Fast and compact sets of bytes or ASCII characters, useful for searching, parsing and determining membership of a given byte in the given set. They don’t use any allocation, nor even any std features. In fact, all of the provided functions are const, so they can be freely constructed at the compile time

Sets

This crate exports two set types - ByteSet for a set of general bytes and AsciiSet for a set restricted to the range of ASCII characters. The is two times smaller in the memory, but comes with a slight performance trade-off in having to check whether the given character belongs to the ASCII range.

use bset::AsciiSet;

const OP: AsciiSet = AsciiSet::new().add_bytes(b"+-*/%&|^");
assert!(OP.contains(b'%'));

The sets are implemented as an array of pointer-sized bit masks.

Stack of sets

Inspired by this article by Maciej Hirsz, this crate provides a way to stack multiple sets into one structure to gain even more performance. To not slow it down, sets are “obtained” from the given stack at the type level.

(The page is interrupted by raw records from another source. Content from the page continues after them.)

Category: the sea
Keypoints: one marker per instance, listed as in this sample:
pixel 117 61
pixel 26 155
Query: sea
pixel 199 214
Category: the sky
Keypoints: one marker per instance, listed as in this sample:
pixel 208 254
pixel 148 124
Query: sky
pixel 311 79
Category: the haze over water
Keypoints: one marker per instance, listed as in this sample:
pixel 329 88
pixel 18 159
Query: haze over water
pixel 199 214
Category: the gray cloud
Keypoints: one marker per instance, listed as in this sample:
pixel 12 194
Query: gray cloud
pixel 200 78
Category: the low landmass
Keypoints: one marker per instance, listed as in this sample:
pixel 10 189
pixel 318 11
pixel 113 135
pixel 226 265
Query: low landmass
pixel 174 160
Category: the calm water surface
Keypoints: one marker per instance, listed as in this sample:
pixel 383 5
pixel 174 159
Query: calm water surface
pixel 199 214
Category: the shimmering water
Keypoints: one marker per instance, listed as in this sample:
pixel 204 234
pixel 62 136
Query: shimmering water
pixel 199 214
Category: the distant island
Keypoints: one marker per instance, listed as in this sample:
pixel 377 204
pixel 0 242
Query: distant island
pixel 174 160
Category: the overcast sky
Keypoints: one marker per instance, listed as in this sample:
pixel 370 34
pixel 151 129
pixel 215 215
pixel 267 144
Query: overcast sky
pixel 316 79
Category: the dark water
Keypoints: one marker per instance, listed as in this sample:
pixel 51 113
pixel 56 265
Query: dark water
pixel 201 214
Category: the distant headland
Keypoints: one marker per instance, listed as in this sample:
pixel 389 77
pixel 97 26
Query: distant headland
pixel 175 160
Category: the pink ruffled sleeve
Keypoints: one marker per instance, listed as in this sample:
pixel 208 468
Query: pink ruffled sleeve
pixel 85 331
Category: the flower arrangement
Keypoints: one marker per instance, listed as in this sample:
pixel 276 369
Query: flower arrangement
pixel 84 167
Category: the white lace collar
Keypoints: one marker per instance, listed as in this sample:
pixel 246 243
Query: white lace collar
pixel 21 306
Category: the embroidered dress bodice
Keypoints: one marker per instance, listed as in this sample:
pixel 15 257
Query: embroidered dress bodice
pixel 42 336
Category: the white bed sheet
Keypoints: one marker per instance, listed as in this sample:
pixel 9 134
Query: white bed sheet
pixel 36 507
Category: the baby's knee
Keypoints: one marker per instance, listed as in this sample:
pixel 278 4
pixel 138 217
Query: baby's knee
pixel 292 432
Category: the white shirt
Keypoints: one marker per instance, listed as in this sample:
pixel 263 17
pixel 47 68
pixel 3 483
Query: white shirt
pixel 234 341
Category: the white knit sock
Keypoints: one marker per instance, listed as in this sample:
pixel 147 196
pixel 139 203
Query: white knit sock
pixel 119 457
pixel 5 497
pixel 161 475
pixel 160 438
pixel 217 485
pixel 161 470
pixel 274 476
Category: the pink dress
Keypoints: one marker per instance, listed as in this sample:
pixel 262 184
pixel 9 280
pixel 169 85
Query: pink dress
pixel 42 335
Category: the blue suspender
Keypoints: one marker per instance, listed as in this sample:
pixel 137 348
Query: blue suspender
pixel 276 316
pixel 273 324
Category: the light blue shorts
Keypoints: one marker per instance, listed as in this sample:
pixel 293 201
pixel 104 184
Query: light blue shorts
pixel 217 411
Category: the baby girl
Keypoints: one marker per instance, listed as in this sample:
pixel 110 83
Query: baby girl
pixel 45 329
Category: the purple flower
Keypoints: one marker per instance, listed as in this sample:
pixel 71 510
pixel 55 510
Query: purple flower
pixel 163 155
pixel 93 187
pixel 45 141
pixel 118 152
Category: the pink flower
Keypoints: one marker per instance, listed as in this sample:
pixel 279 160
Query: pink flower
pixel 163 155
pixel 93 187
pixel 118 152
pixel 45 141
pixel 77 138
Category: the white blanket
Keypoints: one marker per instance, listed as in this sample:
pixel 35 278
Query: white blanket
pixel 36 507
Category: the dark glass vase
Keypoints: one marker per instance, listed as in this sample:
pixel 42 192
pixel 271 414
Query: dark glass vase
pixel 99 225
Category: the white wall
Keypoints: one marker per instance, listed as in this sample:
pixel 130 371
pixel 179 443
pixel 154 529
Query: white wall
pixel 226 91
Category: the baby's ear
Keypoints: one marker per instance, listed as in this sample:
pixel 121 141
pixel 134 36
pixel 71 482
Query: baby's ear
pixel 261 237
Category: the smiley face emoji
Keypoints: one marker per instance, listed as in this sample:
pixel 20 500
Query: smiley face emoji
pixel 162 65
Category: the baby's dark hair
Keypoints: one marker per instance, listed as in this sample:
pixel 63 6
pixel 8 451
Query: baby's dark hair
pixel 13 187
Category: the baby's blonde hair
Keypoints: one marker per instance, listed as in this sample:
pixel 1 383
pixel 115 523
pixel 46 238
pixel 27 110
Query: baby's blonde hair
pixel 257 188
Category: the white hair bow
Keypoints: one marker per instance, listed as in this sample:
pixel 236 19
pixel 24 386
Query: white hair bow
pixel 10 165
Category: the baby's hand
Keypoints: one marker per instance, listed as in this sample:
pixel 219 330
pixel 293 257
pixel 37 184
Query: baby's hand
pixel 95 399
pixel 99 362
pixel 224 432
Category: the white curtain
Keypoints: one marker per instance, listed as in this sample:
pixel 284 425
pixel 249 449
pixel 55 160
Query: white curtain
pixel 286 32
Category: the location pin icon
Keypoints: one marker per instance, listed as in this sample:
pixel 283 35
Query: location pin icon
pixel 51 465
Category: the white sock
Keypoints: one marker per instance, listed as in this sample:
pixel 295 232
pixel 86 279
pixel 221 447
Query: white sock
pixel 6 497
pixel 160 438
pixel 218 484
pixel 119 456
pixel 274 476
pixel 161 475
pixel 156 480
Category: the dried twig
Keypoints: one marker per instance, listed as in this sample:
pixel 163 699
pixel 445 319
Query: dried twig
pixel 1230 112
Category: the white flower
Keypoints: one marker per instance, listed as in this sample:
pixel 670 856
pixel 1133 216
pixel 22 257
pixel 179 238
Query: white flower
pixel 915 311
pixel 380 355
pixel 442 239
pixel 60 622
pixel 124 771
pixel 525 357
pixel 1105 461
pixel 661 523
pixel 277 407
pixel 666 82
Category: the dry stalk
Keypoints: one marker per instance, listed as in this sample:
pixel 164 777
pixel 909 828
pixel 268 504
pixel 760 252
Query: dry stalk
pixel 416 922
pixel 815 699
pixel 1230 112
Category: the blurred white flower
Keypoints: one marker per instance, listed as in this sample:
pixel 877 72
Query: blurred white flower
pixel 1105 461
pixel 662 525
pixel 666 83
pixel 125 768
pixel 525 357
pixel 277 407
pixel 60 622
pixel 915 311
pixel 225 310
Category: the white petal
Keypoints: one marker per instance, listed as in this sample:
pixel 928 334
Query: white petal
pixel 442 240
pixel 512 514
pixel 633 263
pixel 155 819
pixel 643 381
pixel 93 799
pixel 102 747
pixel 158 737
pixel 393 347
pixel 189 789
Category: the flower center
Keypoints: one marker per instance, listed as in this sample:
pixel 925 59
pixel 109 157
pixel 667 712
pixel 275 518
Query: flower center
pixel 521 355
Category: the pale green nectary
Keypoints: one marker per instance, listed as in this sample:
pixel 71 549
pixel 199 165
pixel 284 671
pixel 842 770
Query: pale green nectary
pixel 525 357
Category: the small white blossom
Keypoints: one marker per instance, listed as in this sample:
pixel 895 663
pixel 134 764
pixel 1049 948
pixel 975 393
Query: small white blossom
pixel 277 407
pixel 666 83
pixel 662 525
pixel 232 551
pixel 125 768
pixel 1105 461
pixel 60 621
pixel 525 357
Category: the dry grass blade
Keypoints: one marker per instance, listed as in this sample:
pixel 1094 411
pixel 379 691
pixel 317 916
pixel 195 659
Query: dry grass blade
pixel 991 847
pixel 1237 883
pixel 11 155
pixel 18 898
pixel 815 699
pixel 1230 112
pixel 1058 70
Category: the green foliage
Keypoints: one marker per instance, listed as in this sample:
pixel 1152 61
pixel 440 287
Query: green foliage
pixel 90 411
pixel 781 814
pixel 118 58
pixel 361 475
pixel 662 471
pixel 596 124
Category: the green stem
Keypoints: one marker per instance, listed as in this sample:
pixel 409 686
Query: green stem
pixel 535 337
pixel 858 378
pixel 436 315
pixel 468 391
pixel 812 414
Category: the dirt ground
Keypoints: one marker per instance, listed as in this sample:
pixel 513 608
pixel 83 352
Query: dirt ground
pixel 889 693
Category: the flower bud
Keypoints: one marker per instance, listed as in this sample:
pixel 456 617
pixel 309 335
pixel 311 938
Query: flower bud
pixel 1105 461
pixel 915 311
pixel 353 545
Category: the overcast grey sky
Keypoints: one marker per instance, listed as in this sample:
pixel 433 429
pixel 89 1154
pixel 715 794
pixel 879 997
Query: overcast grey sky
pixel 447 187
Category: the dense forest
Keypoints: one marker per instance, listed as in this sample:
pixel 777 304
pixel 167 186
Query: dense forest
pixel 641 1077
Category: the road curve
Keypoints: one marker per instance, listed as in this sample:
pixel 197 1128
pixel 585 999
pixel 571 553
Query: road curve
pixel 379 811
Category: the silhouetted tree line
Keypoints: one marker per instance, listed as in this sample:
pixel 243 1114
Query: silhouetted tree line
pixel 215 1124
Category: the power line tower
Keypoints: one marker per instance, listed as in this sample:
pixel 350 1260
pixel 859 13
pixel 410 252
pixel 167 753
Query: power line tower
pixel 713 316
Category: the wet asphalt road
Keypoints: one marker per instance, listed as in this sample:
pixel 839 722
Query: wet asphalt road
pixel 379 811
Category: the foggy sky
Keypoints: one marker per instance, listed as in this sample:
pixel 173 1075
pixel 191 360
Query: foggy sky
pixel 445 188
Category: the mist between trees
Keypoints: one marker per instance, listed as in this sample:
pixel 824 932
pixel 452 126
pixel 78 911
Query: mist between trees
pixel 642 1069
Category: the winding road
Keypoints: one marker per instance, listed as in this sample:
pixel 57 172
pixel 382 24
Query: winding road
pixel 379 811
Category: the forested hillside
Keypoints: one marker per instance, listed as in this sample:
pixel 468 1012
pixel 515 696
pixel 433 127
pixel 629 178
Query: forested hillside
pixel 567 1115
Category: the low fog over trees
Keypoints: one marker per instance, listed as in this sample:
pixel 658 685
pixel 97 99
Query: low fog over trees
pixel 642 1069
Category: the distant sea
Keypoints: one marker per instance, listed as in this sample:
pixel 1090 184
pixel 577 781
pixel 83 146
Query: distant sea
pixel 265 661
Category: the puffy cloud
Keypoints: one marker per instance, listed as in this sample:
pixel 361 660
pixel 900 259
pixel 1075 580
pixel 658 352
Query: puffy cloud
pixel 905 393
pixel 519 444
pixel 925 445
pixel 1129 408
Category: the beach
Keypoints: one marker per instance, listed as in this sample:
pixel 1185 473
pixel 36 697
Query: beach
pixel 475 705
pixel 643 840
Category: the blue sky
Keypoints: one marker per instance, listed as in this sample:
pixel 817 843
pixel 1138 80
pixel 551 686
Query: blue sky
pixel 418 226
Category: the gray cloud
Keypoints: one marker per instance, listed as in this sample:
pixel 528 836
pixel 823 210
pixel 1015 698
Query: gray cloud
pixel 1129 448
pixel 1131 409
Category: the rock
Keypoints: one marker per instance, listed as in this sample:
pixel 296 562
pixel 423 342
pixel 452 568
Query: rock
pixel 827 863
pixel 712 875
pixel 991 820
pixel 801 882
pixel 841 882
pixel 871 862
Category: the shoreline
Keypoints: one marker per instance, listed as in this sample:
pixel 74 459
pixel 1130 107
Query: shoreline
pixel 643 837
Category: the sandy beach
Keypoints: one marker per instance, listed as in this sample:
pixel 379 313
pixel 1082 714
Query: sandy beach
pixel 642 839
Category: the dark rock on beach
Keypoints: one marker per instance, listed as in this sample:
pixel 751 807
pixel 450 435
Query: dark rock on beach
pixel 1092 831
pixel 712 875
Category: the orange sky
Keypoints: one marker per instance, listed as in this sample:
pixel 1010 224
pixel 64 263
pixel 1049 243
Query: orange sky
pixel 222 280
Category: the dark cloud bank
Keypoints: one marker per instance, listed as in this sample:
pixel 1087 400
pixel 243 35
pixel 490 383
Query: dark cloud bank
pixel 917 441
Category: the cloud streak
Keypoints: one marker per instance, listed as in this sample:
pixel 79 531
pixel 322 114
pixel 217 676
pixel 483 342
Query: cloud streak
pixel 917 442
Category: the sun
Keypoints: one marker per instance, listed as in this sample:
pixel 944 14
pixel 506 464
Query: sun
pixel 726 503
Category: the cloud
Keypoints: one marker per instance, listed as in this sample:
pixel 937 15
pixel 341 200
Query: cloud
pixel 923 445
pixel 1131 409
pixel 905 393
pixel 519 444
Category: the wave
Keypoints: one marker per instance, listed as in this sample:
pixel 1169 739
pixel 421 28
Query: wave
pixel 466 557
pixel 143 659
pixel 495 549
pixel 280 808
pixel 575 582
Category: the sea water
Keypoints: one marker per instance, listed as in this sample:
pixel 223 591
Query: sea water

For this, the module bits contains types B0, B1, …, B7 representing indices of a set in the stack. Because const fns currently don’t support generic functions, the sets are indexed by the order they were added to the stack. Type aliases can be used to identify the sets within the stack:

use bset::{bits::*, ByteSet, ByteStack};
 
const BYTE_STACK: ByteStack<B3> = ByteStack::new()
    .add_set(ByteSet::DIGITS)
    .add_set(ByteSet::ALPHABETIC)
    .add_set(ByteSet::new().add_bytes(b"+-*/%&|^"));
type Digits = B0;
type Alphabetic = B1;
type Operations = B2;
assert!(BYTE_STACK.contains::<Operations>(b'%'));

Again, there are two versions, ByteStack for all bytes and AsciiStack restricted to the ASCII range. Benchmarks show that testing the set membership is about 20% faster with stacked sets. They come with 8 times larger memory size (128/256 bytes vs. 16/32), which does not increase with the stacks added, so when 8 sets (the maximum number) are used in one stack, the memory size is equivalent.

Modules

bits

Types that denote the position of a byte set within a byte stack.

Structs

AnyByteSet

A compact set of bytes. Only particular instances - AsciiSet and ByteSet can be constructed.

AnyByteStack

A compact stack of up to 8 byte sets for fast lookup. Only particular instances - AsciiStack and ByteStack can be constructed.

Constants

ASCII_RANGE_LEN

Range of ASCII characters.

BITS_PER_CHUNK

Number of bytes in one chunk of the mask.

CHUNKS

Number of chunks in the ASCII set.

CHUNK_SIZE

Size of one chunk of the mask in the implementation of byte sets.

Type Definitions

AsciiSet

A compact set of ASCII bytes. Spans only 16 bytes.

AsciiStack

A compact stack of up to 8 ASCII sets for fast lookup.

ByteSet

A compact set of all bytes. Spans only 32 bytes.

ByteStack

A compact stack of up to 8 full byte sets for fast lookup.